August 31, 2018 - 18:51 AMT
Scientists say they have found brain’s internal clock

The philosopher Martin Heidegger suggested in the 1920s that time persists solely as a consequence of the events that take place within it. Now, a team of Norwegian scientists has confirmed the mechanism the brain uses to make sense of the passage of time as we experience something, thanks to the help of a chocolate-loving lab rat.

Manmade clocks may precisely measure time, but, from a human perspective, the passage of time is remarkably fluid. It drags when you're doing your taxes but really does fly when you're having fun. Isolate yourself from any markers of time (night and day, watches or clocks) and you will feel less time has passed than actually has, because under those circumstances, the brain condenses time, Ars Technica says.
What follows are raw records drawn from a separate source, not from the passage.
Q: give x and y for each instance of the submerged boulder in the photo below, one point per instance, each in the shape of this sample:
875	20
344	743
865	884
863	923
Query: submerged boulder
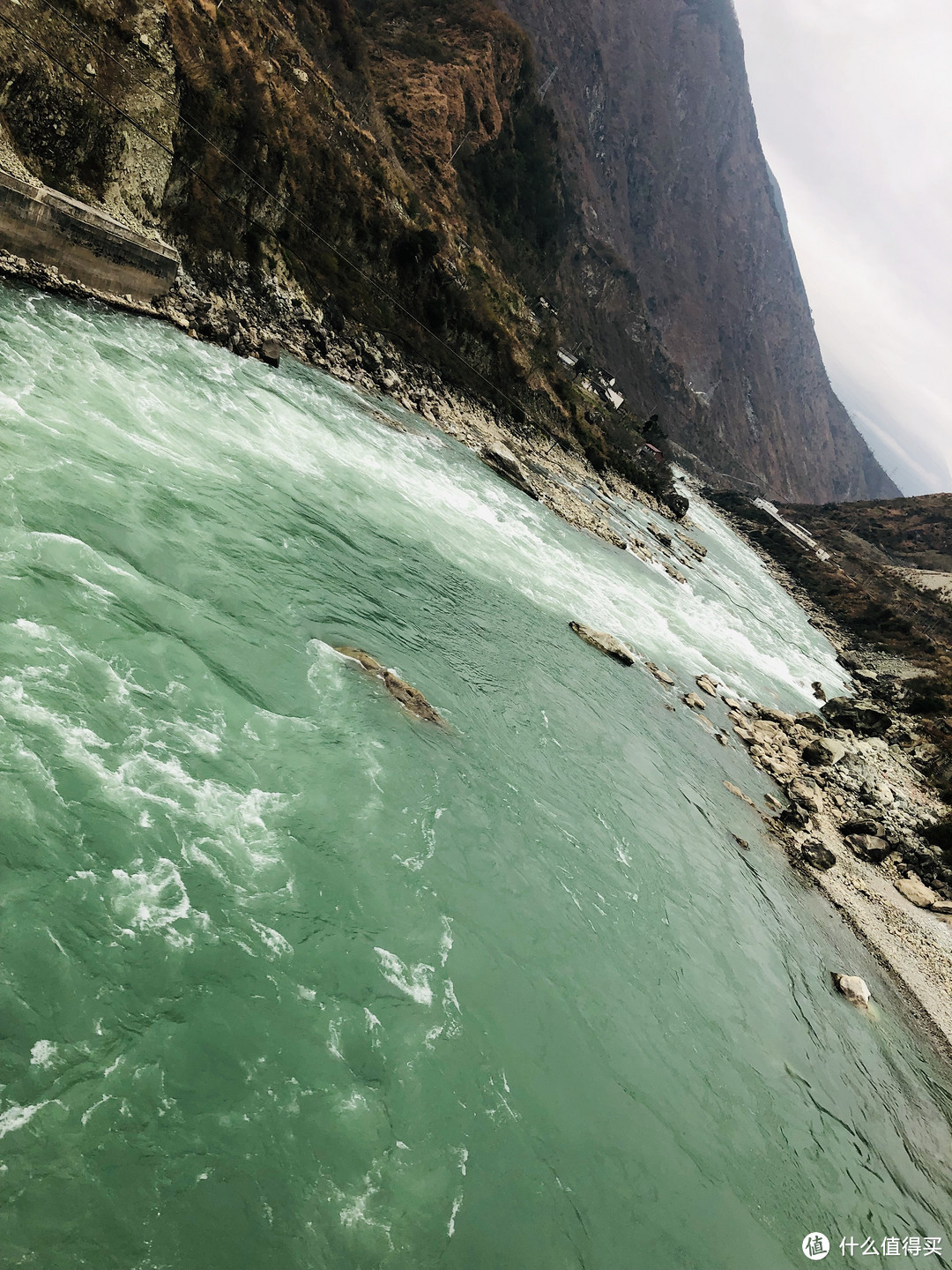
853	989
661	676
605	643
407	696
Time also seems to pass faster as we get older, apparently because our brain only encodes new experiences, not those we're already familiar with. Everything is new and different in childhood, but the older we get, the more we have experienced, so there are fewer novel events.

How the brain fixes the timing of the events we experience depends on episodic memory. Whenever you remember key events from your past, you are tapping into episodic memory, which encodes what happened, where it happened, and when it happened, doing so for all our remembered experiences. Neuroscientists know the brain must have a kind of internal clock or pacemaker to help it track those experiences and record them as memories.

In a new paper in Nature, researchers at the Kavli Institute for Systems Neuroscience (KISN) in Norway report that they have pinpointed a collection of interconnected brain cells that provides this clock. And it just happens to be located right next to the brain region that keeps track of where we are in space.

Scientists have known how the brain encodes the aspect of space in our memories since 2005, with the Nobel Prize-winning discovery of grid cells. These reside in a brain region called the medial entorhinal cortex (MEC), and they collectively map our environment into hexagonal units.